Zoals reeds in het tussenarrest van 21 maart 2006 overwogen, is de vordering van [appellante sub 1] gebaseerd op hun stelling dat in de onderhandelingen het rapport [naam rapport] van doorslaggevend belang is geweest, en dat [geïntimeerde] welbewust een onjuist beeld van de vennootschap aan (de voorganger van) [appellante sub 1] heeft gegeven. Voor het beoordelen van de grondslag van deze vordering is van belang, of het rapport [naam rapport] geheel of gedeeltelijk onjuist is. Het is van de stelling dat dit rapport onjuist is, dat [appellante sub 1] bewijs hebben aangeboden. Het is ook tot het bewijs van deze stelling, waartoe [appellante sub 1] door het hof is toegelaten.

In dat licht beschouwd is het ook slechts deze (kern)vraag, die aan de deskundige dient te worden gesteld. De door [appellante sub 1] voorgestelde aanvullende vragen gaan buiten deze kernvraag, en worden om die reden niet door het hof overgenomen. Het hof merkt op dat partijen ingevolge het dictum van dit arrest in de gelegenheid zullen zijn opmerkingen ter kennis van de deskundige te brengen, en de deskundige deze - voorzover relevant - bij zijn deskundige beoordeling van de (kern)vraag kan betrekken.

Uitspraak



typ. LD

rolnr. C0400251/HE

ARREST VAN HET GERECHTSHOF 's-HERTOGENBOSCH,

eerste kamer, van 7 november 2006,

gewezen in de zaak van:

1. de besloten vennootschap [APPELLANTE SUB 1],

gevestigd te [plaats],

2. de besloten vennootschap [APPELLANTE SUB 2],

gevestigd te [plaats],

3. de besloten vennootschap [APPELLANTE SUB 3],

gevestigd te [plaats],

appellanten,

procureur: mr. Ph.C.M. van der Ven,

en

4. de naamloze vennootschap ROBINSON & CROESUS VENTURE

FUND N.V.,

gevestigd te Curaçao, kantoorhoudende te Amsterdam,

appellante,

procureur mr. Ph.C.M. van der Ven (gedesisteerd);

tegen:

de besloten vennootschap [GEÏNTIMEERDE]

gevestigd te [plaats],

geïntimeerde bij gemeld exploot,

procureur: mr. E.H.H. Schelhaas,

als vervolg op het tussenarrest van dit hof van 21 maart 2006.

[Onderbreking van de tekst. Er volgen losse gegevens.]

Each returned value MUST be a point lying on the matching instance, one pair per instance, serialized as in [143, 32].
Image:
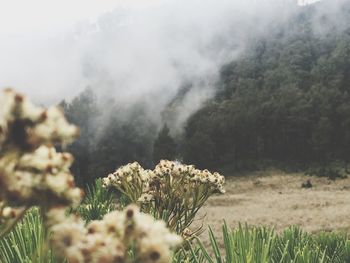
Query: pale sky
[29, 16]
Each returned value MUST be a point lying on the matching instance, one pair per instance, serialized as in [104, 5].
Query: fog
[136, 54]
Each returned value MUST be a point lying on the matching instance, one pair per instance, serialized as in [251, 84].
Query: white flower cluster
[214, 181]
[31, 171]
[134, 176]
[26, 126]
[110, 239]
[38, 177]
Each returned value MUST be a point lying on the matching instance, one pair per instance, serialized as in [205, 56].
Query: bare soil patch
[276, 199]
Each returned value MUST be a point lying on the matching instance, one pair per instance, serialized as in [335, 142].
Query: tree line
[286, 99]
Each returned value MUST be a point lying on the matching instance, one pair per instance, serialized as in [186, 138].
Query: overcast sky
[18, 16]
[169, 40]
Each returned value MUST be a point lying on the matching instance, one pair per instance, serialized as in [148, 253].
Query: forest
[284, 100]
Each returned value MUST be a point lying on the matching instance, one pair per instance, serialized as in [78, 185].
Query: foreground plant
[172, 191]
[260, 244]
[110, 239]
[33, 173]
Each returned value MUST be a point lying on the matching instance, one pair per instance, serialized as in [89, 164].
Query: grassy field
[276, 199]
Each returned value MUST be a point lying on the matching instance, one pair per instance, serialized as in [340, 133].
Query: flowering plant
[172, 191]
[33, 173]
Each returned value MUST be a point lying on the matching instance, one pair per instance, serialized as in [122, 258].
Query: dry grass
[276, 199]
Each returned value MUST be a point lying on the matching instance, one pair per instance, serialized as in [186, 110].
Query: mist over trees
[285, 99]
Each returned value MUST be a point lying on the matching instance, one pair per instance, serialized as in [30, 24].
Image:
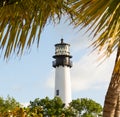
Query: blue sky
[32, 75]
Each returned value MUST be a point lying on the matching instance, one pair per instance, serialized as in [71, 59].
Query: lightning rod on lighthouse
[62, 65]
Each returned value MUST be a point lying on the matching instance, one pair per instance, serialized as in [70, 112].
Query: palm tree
[101, 17]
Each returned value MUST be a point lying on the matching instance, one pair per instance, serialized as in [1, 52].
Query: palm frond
[102, 17]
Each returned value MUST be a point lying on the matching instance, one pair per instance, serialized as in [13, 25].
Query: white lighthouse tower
[62, 65]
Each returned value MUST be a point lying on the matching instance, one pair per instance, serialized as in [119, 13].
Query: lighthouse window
[57, 92]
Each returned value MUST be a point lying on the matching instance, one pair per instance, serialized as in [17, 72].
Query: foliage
[50, 108]
[102, 18]
[86, 107]
[8, 105]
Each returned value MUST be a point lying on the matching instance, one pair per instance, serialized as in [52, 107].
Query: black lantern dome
[62, 55]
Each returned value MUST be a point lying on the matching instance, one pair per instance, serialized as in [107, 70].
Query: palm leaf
[100, 17]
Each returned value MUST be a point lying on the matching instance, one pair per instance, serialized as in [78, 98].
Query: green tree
[101, 17]
[86, 107]
[50, 107]
[7, 105]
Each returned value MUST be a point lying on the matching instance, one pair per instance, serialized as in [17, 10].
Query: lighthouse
[62, 65]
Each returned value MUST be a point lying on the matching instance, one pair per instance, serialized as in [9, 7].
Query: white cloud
[86, 74]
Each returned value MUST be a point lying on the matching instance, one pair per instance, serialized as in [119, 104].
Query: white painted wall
[63, 83]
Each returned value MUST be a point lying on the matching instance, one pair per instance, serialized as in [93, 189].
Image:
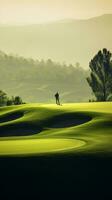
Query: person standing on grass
[57, 98]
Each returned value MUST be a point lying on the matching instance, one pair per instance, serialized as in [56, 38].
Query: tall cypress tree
[100, 79]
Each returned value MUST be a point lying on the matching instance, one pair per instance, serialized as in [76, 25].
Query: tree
[3, 98]
[17, 100]
[100, 79]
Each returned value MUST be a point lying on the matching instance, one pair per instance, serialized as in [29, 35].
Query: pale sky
[39, 11]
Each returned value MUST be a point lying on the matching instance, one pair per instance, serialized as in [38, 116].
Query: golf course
[65, 150]
[35, 129]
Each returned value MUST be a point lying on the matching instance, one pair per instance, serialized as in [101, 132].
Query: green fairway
[32, 129]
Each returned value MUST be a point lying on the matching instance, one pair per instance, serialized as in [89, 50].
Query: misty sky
[37, 11]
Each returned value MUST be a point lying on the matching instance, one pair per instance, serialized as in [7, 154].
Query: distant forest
[37, 81]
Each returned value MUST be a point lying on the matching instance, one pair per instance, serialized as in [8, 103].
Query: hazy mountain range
[65, 40]
[38, 81]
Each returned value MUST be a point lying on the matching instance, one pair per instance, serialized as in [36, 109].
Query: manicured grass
[47, 129]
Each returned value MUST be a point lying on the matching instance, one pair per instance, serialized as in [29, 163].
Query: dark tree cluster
[7, 101]
[100, 79]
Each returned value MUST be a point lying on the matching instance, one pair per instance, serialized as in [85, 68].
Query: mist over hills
[38, 81]
[66, 40]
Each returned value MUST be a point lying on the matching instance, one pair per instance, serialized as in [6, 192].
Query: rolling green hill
[38, 81]
[36, 129]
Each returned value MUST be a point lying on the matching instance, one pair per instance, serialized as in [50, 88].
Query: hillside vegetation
[38, 81]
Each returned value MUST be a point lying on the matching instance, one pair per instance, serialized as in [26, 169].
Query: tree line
[8, 101]
[99, 78]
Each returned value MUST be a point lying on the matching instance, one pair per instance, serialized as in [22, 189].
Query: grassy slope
[95, 136]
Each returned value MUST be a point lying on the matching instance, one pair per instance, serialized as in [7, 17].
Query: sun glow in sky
[37, 11]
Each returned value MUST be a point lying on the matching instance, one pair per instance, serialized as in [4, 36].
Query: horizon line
[51, 21]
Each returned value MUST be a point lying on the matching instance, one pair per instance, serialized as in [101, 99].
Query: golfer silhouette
[57, 98]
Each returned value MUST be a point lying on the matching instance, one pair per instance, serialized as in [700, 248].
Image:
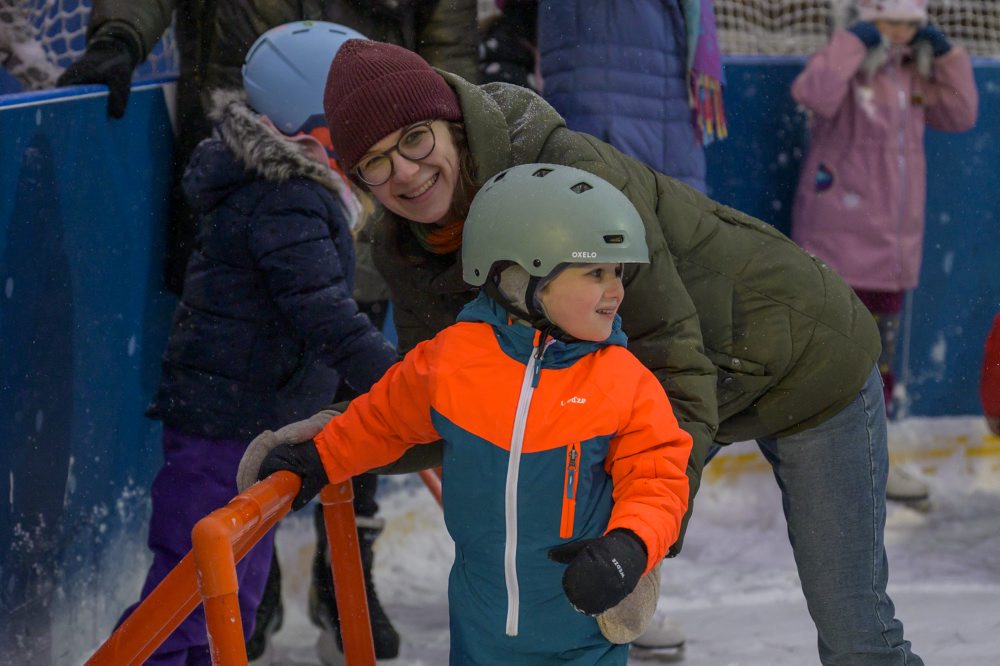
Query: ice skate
[323, 605]
[662, 641]
[905, 488]
[269, 617]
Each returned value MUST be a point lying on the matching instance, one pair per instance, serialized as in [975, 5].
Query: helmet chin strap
[535, 316]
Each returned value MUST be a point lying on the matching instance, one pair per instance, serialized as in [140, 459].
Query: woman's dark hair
[467, 169]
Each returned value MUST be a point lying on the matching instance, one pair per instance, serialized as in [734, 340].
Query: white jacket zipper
[528, 385]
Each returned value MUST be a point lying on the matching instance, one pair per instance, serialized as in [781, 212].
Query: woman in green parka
[751, 337]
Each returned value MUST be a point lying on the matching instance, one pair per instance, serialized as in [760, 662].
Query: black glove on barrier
[601, 571]
[109, 60]
[302, 459]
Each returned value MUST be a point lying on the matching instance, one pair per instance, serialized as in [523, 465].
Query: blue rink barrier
[83, 321]
[84, 318]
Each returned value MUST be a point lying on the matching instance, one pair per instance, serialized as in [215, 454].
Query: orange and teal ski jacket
[542, 446]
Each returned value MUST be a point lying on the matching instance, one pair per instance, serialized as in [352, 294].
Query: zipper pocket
[570, 481]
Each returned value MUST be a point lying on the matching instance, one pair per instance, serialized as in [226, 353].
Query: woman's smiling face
[420, 190]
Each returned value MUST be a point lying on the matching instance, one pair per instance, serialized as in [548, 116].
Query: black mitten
[109, 60]
[601, 571]
[302, 459]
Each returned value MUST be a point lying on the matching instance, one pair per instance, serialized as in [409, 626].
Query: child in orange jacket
[564, 466]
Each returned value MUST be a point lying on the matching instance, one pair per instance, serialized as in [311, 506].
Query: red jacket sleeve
[379, 426]
[989, 386]
[647, 462]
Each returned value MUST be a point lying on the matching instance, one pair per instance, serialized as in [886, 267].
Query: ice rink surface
[734, 588]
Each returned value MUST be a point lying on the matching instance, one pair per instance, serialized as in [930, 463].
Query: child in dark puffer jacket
[266, 327]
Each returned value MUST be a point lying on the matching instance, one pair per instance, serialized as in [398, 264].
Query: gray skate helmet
[285, 71]
[543, 217]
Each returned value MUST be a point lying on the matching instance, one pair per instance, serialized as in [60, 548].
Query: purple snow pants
[198, 476]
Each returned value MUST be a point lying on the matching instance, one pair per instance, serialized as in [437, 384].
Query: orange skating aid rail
[207, 575]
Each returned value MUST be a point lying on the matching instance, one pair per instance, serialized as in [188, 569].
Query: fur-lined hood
[262, 149]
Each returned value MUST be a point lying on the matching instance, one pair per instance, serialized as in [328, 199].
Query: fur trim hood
[260, 148]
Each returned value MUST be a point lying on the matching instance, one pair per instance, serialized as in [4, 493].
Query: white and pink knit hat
[898, 10]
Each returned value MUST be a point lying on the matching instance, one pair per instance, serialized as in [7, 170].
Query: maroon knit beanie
[374, 89]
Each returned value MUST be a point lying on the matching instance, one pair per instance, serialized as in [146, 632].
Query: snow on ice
[734, 589]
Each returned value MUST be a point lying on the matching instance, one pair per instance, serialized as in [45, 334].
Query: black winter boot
[323, 604]
[270, 613]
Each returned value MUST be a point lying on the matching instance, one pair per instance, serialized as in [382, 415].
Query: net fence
[40, 38]
[796, 27]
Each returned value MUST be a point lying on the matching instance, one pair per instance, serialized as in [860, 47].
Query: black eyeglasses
[416, 143]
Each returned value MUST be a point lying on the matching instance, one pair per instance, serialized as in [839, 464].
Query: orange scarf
[439, 239]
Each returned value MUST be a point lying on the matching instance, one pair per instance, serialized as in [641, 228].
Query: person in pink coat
[860, 201]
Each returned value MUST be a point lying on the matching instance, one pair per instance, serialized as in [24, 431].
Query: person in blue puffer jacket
[266, 327]
[618, 71]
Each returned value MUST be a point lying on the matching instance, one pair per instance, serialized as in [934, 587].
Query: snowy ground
[734, 588]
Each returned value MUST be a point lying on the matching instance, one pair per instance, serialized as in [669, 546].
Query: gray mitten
[630, 618]
[265, 442]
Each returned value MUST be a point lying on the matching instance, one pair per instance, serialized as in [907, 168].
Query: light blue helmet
[285, 70]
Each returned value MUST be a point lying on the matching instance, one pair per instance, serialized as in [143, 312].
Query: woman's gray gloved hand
[267, 441]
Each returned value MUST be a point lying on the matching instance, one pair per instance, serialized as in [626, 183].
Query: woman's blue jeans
[832, 479]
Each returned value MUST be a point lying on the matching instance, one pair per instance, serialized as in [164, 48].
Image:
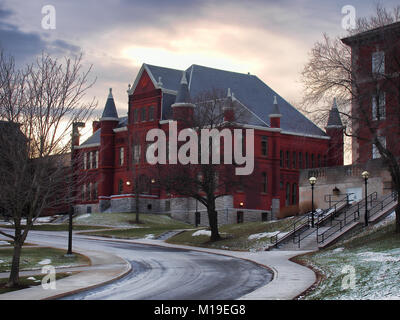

10. Het arrest van 21 maart 2006

10.1. Bij genoemd tussenarrest heeft het hof een deskundigenbericht in het vooruitzicht gesteld, waarbij partijen in de gelegenheid zijn gesteld zich bij akte respectievelijk antwoord-akte te uiten zo mogelijk eensluidend, over aantal, deskundigheid en perso(o)n(en) van de te benoemen deskundige(n). Voorts konden partijen suggesties doen over de aan de deskundige(n) voor te leggen vragen.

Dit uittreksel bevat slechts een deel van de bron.